Tudo normal, tudo corrente, e os anos foram passando. Nunca pensei ser sacerdote, nunca pensei dedicar-me a Deus. O problema não se me tinha colocado, porque achava que isso não era para mim. Mas o Senhor ia preparando as coisas, ia-me dando uma graça após outra, passando por alto os meus defeitos, os meus erros de criança e os meus erros de adolescente...

Esse caminho pelo qual Deus me conduzia levou-me a ter repugnância pelo espetáculo, pelo que parece sair do normal, configurando desta maneira uma das características do nosso espírito: a simplicidade, não chamar a atenção, não exibir, não esconder. Como prova aquele pormenor que vos contei tantas vezes: quando vestia uma roupa nova, escondia-me debaixo da cama e recusava-me teimosamente a sair à rua... E a minha mãe dava umas pancadinhas delicadas no chão com uma das bengalas que o meu pai usava, e então eu saía; mas saía por medo da bengala, mais nada.

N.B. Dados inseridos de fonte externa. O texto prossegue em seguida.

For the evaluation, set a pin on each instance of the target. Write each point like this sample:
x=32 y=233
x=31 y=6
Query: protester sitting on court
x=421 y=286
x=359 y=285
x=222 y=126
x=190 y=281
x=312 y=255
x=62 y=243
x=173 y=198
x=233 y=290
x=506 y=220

Em casa, nunca me bateram. O meu pai só me deu um tabefe uma vez, e não deve ter sido muito forte. Nunca me impunham a vontade deles; davam-me pouco dinheiro, pouquíssimo, mas com liberdade para o gastar. O Senhor e Pai dos Céus, que me olhava com mais carinho que os meus pais, permitia que eu também sofresse humilhações; as humilhações que pode sofrer uma criança que já não é assim tão pequena: naquela altura, eu teria uns doze ou treze anos.

Sempre fiz sofrer muito os que tinha à minha volta. Não provoquei catástrofes, mas o Senhor, para bater em mim, que era o cravo – perdão, Senhor –, dava uma no cravo e cem na ferradura. E vi no meu pai a personificação de Job: perderam três filhas, uma atrás da outra, em anos consecutivos, e ficaram sem fortuna. Senti as ferroadas dos meus colegas, porque as crianças não têm coração, ou não têm cabeça, ou talvez não tenham cabeça nem coração...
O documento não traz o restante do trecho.